Naftal-Yaffe Department of Talmud and Oral Law
The Talmud Department is dedicated to scholarly research and teaching in the fields of rabbinic and halakhic literature (adopting a historical-philological perspective) over the course of its history: tannaitic literature (Mishnah, Tosefta and Midreshei Halakhah), amoraic literature (the Babylonian and Jerusalem Talmuds), aggadic literature, and the rabbinic corpus that was created during the period from the editing of the Talmud to the present. This corpus is defined in the most expansive sense and includes Talmudic commentary, volumes containing halakhic legal rulings, anthologies of customs, and the responsa literature.

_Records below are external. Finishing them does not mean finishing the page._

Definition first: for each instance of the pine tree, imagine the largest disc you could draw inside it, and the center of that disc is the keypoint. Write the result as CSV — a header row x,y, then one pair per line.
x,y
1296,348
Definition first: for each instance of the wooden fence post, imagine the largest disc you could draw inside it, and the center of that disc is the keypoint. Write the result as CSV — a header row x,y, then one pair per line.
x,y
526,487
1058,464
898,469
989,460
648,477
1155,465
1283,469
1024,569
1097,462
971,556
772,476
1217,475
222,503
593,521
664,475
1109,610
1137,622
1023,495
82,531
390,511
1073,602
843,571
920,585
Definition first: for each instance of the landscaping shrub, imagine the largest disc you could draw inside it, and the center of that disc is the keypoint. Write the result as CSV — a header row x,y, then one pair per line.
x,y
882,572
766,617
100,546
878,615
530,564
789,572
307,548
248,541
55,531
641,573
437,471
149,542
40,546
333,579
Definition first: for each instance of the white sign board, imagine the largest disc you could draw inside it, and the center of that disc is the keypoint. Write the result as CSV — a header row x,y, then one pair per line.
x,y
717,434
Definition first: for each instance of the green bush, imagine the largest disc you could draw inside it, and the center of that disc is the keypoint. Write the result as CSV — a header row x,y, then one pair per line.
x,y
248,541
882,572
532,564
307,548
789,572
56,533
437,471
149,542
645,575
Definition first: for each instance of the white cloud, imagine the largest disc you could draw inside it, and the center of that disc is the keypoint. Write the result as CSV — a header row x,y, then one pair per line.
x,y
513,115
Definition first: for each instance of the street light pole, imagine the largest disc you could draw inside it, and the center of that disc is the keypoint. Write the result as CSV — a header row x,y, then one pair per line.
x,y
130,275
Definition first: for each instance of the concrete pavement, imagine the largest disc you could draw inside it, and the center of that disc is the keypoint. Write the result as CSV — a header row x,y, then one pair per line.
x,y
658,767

Why study in the Talmud Department?
Because of the amazing programs of study:
The Talmud Department offers B.A. programs for Rabbis and Yeshivah graduates on an extremely high level. The program allows for candidates to complete their studies in two years (and in some cases even in one year). The Department also offers an M.A. program without a thesis that in combination with on-line courses can be completed by studying at Bar Ilan one day a week. The Department also offers courses on Friday.

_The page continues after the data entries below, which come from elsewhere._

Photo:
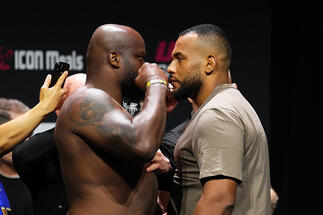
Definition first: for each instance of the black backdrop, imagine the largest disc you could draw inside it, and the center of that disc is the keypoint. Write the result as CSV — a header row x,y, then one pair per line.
x,y
272,65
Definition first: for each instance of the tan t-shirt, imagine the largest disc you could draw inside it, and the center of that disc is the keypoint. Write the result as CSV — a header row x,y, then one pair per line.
x,y
224,137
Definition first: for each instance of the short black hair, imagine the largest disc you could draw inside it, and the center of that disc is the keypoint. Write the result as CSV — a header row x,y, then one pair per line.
x,y
212,31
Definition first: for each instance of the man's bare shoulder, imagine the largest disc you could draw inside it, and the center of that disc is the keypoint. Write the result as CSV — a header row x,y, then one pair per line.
x,y
87,104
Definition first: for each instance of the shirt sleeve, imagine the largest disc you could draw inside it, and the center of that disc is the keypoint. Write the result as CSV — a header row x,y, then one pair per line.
x,y
218,143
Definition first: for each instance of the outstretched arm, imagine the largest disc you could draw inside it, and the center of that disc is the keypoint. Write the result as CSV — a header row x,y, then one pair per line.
x,y
18,129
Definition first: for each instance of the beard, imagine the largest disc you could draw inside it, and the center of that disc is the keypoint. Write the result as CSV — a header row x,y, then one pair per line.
x,y
189,87
130,90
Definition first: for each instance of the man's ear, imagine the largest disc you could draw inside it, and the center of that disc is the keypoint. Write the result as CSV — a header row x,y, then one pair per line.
x,y
210,64
114,59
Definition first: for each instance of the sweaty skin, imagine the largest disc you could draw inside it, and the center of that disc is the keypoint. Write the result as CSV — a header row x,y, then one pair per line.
x,y
103,150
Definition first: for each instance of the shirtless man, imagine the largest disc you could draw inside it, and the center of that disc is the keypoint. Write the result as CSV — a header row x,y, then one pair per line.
x,y
103,150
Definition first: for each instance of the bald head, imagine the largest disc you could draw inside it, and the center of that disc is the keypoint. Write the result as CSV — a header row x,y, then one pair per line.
x,y
108,43
114,56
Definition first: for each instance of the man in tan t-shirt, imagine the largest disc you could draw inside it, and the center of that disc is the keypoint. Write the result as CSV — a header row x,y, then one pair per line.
x,y
222,156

Because of the wide variety of areas of specialization:
The Talmud department offers courses in all of the major fields of Talmudic literature. The areas of study span from Second Temple sources to the most recent discussions in halakhic literature.
Because of excellent Scholars working in a wide variety of fields:
Our department includes scholars working in all of the major fields of contermporary Talmud study: second temple literature, the Bavli, the Yerushalmi, aggadic literature, Geonic literature, and the vast responsa literature.

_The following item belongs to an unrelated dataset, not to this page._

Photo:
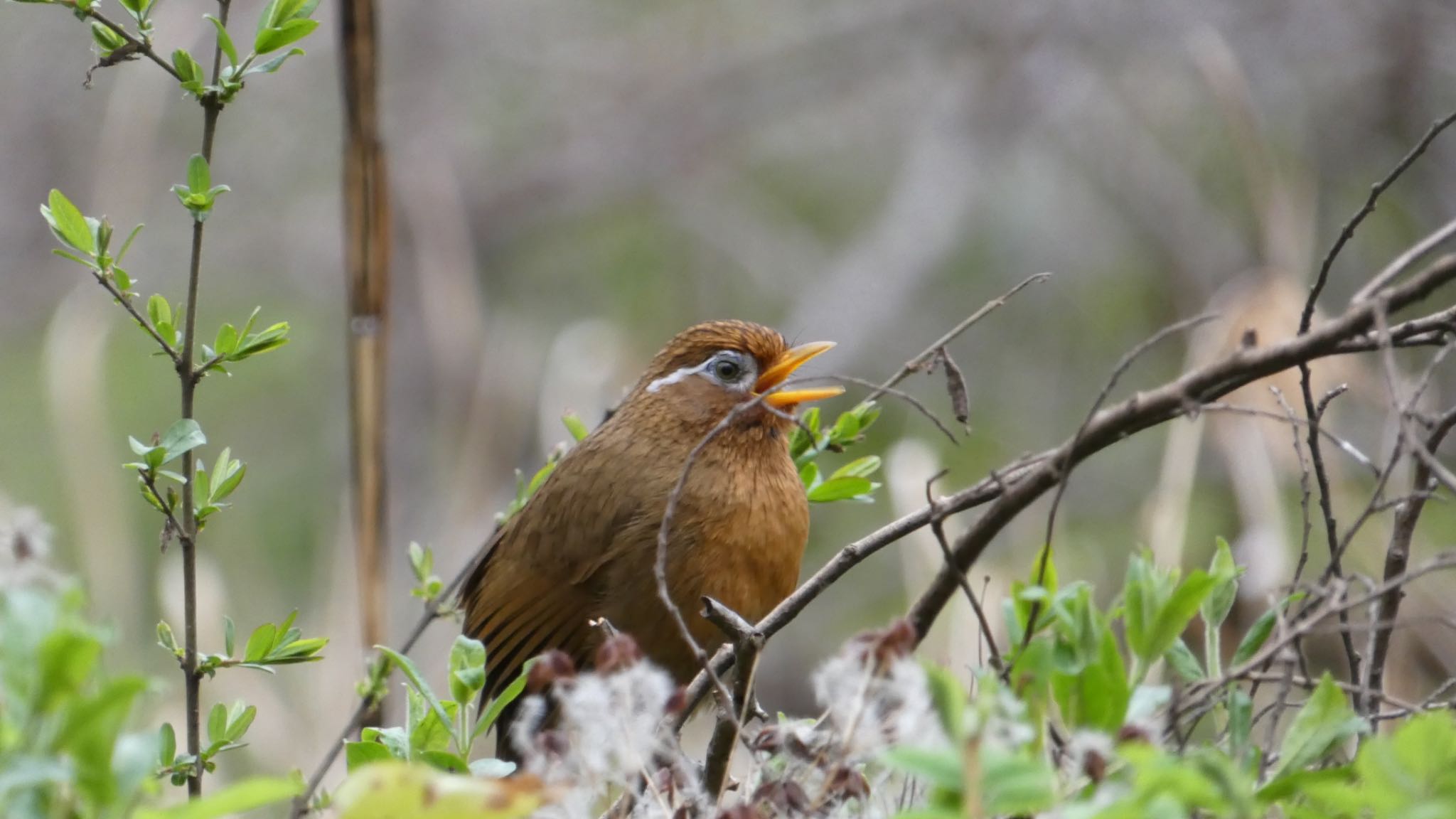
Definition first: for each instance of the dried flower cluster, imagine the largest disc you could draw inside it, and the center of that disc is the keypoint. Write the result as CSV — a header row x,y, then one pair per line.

The department aims to provide its students with an in-depth knowledge of these corpora, spanning both its history and its various sub-fields, and to train a cadre of its students to engage in scholarly research on the highest level in these fields. The department wishes to inculcate an awareness of the literary, historical, philological, and halakhic difficulties found in the halakhic and aggadic sources, and to provide them with the methodologies developed to resolve these problems.
The department’s strength and uniqueness derives from the fact that it embraces all the areas of research into the corpora of rabbinic and halakhic literature (in their widest connotations), without limiting itself to any particular place or time, and employs a wide variety of approaches (historical, philological, legal) to do so. It is the largest department in its field in the world, both in terms of number of faculty members, number of students, and number of doctorates composed under its aegis.